Students Say They Were Subjected to Lie Detector in School
Lynchburg, VA - Some parents and even the PTO President at Dearington Elementary School are very upset with a teacher. They allege that one of the third grade teachers subjected her classroom of kids to a lie detector test after candy went missing.
Dearington's been making headlines all week. Tuesday, ABC 13 reported that the principal at Dearington was demoted; Wednesday, this lie detector test. But we want to be very clear, this alleged lie detector incident happened before the principal at Dearington was demoted. In fact, it happened almost one month ago on Valentine's Day.
Some Dearington parents, including PTO President Kelly Brown-Hampton, say one teacher at Dearington Elementary school should lose her job.
"She needs to be let go; she needs to be terminated," said Brown-Hampton.
Here's what parents say happened: On Valentine's Day, Brown-Hampton says third graders were celebrating. There had been candy in the classroom, but some went missing. To figure out where the candy went, parents say the teacher whipped out a cellphone, used a lie detector application and made every third-grader take it.
Third-grader Stephon Smith was not happy.
"How did you feel about taking the test?" we asked Smith. "Scared," said Smith. "Why did you feel scared?" we asked. "Because I thought it was going to be me," said Smith.
"I was scared because what if it came back and said I did it when I really didn't," said Zimeyia Alexander, a third-grade student.
The kids' parents aren't happy either. Furious, in fact, saying their kids were given a lie detector test without their knowledge.
"She should have called the parents and let them know what was going on before she done it, but she didn't do that," said Regina Alexander, a parent.

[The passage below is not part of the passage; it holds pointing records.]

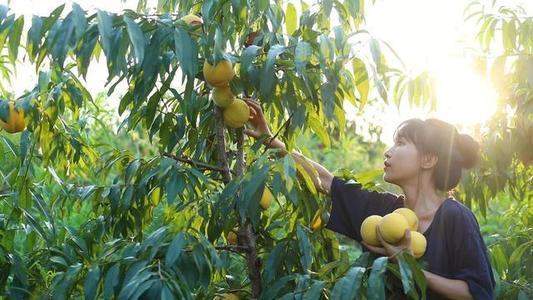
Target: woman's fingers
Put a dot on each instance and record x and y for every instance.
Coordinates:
(250, 132)
(375, 249)
(253, 104)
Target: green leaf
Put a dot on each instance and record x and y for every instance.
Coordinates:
(247, 58)
(175, 249)
(105, 27)
(348, 286)
(302, 53)
(91, 283)
(361, 80)
(274, 259)
(14, 38)
(272, 290)
(376, 282)
(4, 110)
(306, 257)
(290, 19)
(406, 274)
(519, 252)
(187, 52)
(111, 281)
(136, 38)
(315, 291)
(61, 40)
(34, 36)
(267, 72)
(79, 20)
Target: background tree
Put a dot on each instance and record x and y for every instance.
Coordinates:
(146, 212)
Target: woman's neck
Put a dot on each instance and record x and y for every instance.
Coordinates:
(425, 201)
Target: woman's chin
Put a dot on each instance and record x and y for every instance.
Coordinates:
(387, 178)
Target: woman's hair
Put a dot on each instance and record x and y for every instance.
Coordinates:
(455, 151)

"I just figure that something else could have been done besides give the kids a lie detector test," said Nakida Henry.
Henry spoke with the teacher. According to Henry, the teacher said the lie detector was all in good fun, even the kids' idea. School administration will not comment, saying it's a personnel issue.
"That's something that belongs at a jail. My kids are not in jail. They are at a school. They're here to be educated, not to be considered criminals where they have to take a lie detector test about candy," said Henry.
The PTO President is concerned, saying incidents like this one have parents losing trust in the school. Once again, school administration is choosing not to comment about this story, saying it's a personnel issue.